Real Madrid supera al Lleida, pero deja dudas con una actuación irregular
El Real Madrid se llevó un trabajado triunfo ante el Hiopos Lleida (85-78) en un partido con altibajos. Los blancos brillaron en una primera parte casi perfecta, pero una desconexión tras el descanso dio alas al equipo visitante, que estuvo cerca de una remontada épica. El choque dejó sensaciones encontradas: por un lado, el potencial ofensivo del Madrid, y por otro, la incapacidad de mantener la concentración durante los 40 minutos.
Primera mitad arrolladora del Real Madrid
El técnico Chus Mateo había advertido sobre la necesidad de respetar al rival, y los suyos salieron con intensidad y eficacia. El Madrid dominó completamente los dos primeros cuartos, mostrando su mejor versión ofensiva y defensiva. Al descanso, los blancos lideraban con un contundente 51-25, apoyados en un acierto deslumbrante desde el triple (10/17, 58%) y en tiros de dos (9/13, 69%).
Los parciales de 28-13 y 23-12 desarbolaron al Lleida, que se mostró inoperante en ataque, especialmente desde el perímetro, con un 0 de 14 en triples en los primeros 20 minutos. La defensa del Madrid asfixió a los visitantes, provocando constantes errores, y en ataque, los locales movieron el balón con fluidez, destacando jugadores como Rathan-Mayes (16 puntos) e Ibaka (15 puntos).
Reacción del Lleida y desconexión madridista
El descanso marcó un cambio radical. El técnico visitante, Gerard Encuentra, pidió a los suyos más actitud, energía y orgullo, y su mensaje surtió efecto. El Lleida salió al tercer cuarto con un planteamiento renovado, anotando tres triples consecutivos en menos de un minuto y transformando su 0% en acierto exterior en un arma letal.
Mientras tanto, el Madrid se desconectó por completo. La apatía y la falta de intensidad permitieron al Lleida recortar distancias con un parcial de 15-34 en el tercer cuarto, dejando el marcador en un inquietante 66-59. Los visitantes, liderados por Hasbrouck (15 puntos) y Bropleh (18 puntos, 7 en los instantes finales), demostraron que no habían venido a rendirse.
Un final con suspense
En el último cuarto, el Madrid intentó recuperar el control, apoyándose en acciones clave de Llull, Abalde y un inspirado Rathan-Mayes. Cuando los blancos alcanzaron una ventaja de 14 puntos (79-65) a falta de 3:28, parecía que el partido estaba decidido. Sin embargo, una nueva relajación y los puntos consecutivos de Bropleh acercaron al Lleida a sólo tres puntos (81-78) con 22 segundos por jugar.

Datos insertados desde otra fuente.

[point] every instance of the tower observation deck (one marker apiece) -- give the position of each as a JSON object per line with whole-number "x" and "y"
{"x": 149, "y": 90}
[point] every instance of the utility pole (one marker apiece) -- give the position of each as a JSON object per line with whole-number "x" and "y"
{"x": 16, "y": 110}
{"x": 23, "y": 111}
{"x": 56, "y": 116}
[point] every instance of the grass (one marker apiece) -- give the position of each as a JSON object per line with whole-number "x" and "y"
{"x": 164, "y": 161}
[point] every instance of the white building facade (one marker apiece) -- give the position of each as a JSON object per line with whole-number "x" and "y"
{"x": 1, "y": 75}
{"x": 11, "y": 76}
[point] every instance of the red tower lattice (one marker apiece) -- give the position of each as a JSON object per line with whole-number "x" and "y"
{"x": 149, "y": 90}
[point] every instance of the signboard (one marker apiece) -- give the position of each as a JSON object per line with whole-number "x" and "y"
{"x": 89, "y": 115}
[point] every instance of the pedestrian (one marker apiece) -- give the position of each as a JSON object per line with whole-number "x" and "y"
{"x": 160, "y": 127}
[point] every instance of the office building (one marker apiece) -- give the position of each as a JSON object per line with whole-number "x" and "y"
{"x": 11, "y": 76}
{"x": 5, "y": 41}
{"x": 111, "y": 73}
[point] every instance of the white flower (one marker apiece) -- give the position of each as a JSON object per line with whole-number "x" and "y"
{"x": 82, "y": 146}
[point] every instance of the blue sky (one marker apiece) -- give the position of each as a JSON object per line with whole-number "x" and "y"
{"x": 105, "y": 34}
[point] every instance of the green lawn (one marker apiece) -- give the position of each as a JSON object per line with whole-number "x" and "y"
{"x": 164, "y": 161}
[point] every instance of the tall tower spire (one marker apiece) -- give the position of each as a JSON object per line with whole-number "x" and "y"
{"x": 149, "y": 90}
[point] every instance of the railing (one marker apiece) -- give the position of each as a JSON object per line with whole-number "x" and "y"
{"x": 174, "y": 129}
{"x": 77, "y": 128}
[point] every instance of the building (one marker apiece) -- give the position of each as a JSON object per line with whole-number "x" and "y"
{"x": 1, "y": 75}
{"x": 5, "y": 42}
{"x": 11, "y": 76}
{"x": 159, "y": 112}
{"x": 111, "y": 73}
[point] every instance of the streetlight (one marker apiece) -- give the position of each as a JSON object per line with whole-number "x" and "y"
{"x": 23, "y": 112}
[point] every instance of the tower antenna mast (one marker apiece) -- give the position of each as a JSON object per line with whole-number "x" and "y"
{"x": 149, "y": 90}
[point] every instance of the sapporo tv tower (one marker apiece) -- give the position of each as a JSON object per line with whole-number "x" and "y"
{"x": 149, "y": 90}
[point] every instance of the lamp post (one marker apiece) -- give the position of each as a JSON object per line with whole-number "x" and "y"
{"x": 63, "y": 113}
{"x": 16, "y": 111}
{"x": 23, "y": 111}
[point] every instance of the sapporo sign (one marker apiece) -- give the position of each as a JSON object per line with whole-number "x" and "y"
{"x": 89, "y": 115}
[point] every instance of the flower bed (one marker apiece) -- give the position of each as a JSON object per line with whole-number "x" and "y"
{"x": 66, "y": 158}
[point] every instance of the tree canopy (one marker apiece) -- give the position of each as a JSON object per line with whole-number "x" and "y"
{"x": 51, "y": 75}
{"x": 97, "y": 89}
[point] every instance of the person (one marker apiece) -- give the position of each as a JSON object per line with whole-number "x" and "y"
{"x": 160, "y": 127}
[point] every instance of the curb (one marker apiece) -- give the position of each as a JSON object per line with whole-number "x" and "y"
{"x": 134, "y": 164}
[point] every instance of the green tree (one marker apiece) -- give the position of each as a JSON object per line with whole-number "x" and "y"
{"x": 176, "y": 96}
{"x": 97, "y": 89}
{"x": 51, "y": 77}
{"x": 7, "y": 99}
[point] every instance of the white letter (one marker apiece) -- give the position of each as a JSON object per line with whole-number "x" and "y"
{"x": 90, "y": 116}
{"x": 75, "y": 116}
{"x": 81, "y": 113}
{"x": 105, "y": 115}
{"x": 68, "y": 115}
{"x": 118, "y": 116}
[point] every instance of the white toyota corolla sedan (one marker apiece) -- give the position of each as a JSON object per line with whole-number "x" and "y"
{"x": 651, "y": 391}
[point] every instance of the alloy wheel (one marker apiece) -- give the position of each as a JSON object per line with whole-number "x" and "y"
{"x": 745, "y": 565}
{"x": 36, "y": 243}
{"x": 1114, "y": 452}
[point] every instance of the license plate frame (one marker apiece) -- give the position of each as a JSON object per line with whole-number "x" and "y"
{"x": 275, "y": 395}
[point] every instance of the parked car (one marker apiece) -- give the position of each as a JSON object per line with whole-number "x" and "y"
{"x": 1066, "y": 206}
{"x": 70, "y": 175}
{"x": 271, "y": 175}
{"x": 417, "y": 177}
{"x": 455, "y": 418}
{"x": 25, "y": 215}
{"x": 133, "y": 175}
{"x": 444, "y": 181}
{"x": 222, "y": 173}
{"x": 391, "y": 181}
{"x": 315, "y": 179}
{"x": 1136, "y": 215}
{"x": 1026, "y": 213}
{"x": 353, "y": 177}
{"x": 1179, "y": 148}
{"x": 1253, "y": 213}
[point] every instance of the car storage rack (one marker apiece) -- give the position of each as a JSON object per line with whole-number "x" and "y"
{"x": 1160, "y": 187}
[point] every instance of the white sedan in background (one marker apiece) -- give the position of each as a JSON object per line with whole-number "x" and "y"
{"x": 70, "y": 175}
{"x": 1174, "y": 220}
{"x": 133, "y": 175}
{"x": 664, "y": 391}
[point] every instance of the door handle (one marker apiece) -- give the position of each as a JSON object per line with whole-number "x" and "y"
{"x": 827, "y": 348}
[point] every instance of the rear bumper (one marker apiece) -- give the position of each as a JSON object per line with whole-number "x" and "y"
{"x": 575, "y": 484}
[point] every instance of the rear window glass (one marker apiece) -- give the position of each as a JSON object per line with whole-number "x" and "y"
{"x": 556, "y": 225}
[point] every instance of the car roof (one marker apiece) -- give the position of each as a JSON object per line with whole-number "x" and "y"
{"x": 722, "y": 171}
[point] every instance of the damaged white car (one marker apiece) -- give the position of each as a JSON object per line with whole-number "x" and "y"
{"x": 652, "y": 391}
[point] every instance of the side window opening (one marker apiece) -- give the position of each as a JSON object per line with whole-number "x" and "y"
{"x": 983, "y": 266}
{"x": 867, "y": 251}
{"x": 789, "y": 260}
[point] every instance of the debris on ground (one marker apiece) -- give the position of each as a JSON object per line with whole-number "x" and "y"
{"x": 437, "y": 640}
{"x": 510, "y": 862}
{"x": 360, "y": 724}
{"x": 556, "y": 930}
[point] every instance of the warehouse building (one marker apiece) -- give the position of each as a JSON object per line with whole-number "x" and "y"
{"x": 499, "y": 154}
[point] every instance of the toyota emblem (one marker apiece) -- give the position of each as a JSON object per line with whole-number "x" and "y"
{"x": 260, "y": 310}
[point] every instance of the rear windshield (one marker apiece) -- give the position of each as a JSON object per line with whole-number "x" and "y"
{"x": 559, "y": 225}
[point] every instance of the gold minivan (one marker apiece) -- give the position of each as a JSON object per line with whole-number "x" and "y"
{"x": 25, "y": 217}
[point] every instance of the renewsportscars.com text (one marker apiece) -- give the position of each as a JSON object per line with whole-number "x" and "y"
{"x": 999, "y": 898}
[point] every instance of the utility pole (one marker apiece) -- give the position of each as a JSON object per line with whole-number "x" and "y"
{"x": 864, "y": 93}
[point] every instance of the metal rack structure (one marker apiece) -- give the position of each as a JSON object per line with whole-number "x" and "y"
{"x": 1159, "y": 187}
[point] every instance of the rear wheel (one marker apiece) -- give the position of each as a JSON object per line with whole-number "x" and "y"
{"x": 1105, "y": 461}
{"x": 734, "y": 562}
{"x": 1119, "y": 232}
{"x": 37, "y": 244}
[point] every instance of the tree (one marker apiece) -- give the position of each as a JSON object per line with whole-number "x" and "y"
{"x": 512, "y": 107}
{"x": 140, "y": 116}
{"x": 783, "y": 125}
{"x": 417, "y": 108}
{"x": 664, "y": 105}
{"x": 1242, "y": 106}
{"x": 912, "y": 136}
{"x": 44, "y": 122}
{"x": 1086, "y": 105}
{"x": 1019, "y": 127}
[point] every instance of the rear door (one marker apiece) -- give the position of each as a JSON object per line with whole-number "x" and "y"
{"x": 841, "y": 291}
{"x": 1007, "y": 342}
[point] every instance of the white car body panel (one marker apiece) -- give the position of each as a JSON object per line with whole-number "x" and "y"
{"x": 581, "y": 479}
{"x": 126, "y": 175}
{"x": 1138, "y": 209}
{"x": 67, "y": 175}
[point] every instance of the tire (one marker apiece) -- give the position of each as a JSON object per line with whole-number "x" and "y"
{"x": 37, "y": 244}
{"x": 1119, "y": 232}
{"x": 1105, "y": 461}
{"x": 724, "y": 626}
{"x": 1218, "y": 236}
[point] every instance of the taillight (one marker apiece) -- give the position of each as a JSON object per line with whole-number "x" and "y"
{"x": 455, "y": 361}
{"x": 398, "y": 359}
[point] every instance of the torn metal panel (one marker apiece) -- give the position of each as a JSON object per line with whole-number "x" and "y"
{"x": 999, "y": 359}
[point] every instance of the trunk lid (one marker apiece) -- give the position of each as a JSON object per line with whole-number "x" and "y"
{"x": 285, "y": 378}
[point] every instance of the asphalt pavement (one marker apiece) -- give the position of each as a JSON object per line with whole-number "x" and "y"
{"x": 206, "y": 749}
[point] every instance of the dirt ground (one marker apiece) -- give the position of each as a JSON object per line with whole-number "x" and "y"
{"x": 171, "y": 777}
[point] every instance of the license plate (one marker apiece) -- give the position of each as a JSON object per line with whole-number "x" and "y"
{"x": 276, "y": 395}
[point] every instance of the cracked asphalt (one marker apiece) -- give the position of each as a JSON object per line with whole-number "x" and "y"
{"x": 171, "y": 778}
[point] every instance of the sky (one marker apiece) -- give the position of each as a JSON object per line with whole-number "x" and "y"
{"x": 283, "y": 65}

Finalmente, el Madrid selló la victoria desde la línea de tiros libres, evitando un susto mayor. Facundo Campazzo, que terminó con 26 minutos en pista debido a las complicaciones del partido, resumió la clave del encuentro: "Si no juegas los 40 minutos con energía y actitud, es muy difícil ganar hoy en día".
El equipo de Chus Mateo, que sólo anotó un triple en la segunda mitad tras los 10 del primer tiempo, mostró una preocupante irregularidad que ya se vio en su reciente derrota ante el Anadolu Efes en Euroliga. Sin embargo, aprovechó el partido para dar descanso a piezas clave como Tavares, que sólo jugó ocho minutos.
El Lleida, pese a la derrota, dejó una buena imagen en la segunda mitad, especialmente por la labor de Hasbrouck y Bropleh. Su reacción dejó en evidencia las lagunas del Madrid y demostró que incluso los equipos más potentes no pueden bajar la guardia.